Vu comme ça on pourrait penser que le film n'est pas drôle. Ce n'est bien entendu pas du tout vrai. L'humour est bel et bien présent, particulier, jouant sur les non-dits, sur les poses. Bill Murray qui se fait filmer en haut du bateau de Jeff Goldblum en train de couler par exemple. L'un de mes plus gros fou-rire. "La communauté scientifique" scandé à tout bout de chant pour se permettre tout et surtout n'importe quoi. Jeff Goldblum en scientifique maniéré. Willem Dafoe, bonnet rouge avec ponpon, short, sandales et accent allemand. Les yeux fous de Bill Murray. La scène totalement délirante de l'attaque des pirates et de la riposte sur l'île, avec les membres de l'équipe en tenue de plongée et armés de flingues. Ou encore la subtile référence à un nanard sympathique dans lequel jouait déjà un Jeff Godblum "autre", les Aventures de Buckaroo Banzaï à travers la huitième dimension, avec le générique de fin, qui redonne le sourire.
La Vie aquatique est, comme son titre en VO le sous-entend (The life aquatic with Steve Zissou), un film sur la vie de l'équipage avec Zissou en mer, plutôt que sur la vie de la faune de l'océan. Tout indique que l'on regarde une fiction totalement surréaliste, avec des animaux inventés et des héros de bande dessinée (les personnages sont définis par leur tenue, qu'ils ne changent pas ou peu - comme Wes Anderson en fait, toujours dans un costume). Mais à la fin, lorsque l'on se remémore le cheminement des personnages, peu importe le côté artificiel du film, l'énorme gamme d'émotions qui a traversé le public, elle, est bien réelle.
J'ai plus qu'envie de découvrir son prochain film, puisque Bill Murray est encore dedans. Pourquoi a-t-il raté son train dans le Darjeeling limited ?
Pour le Challenge, je dirais que c'est vraiment ce film que j'aime le plus chez Anderson, mais le reste de sa filmographie est exceptionnelle.
[NDLR] N’hésitez pas à passer chez Cachou pour y lire sa propre vision de ce film unique.
The life aquatic with Steve Zissou
Une comédie dramatique écrite et réalisée par Wes Anderson (2004) distribuée par Buena Vista International avec Owen Wilson, Bill Murray, Cate Blanchett, Anjelica Huston & Jeff Goldblum.
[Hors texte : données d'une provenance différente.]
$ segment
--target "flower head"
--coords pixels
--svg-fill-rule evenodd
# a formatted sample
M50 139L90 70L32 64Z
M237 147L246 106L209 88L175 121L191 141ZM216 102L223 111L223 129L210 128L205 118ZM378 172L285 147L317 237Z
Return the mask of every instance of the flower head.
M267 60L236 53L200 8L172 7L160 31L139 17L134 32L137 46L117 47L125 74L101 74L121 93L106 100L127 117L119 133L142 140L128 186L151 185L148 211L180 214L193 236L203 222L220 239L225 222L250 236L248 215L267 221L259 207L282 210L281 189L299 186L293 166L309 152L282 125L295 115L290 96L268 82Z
Un DVD Touchstone zone 2 (2008).
2.35:1 ; 16/9 ; VOst ; 113 minutes.
Synopsis : L'océanographe mondialement connu Steve Zissou et son équipe partent pour une ultime expédition dont le but est la traque du mystérieux et insaisissable requin-jaguar. Rejoints par un jeune admirateur de Zissou, une séduisante jouranliste et son extravagante épouse, Steve et son équipe vont devoir affronter nombre de péripéties au cours de leur incroyable périple…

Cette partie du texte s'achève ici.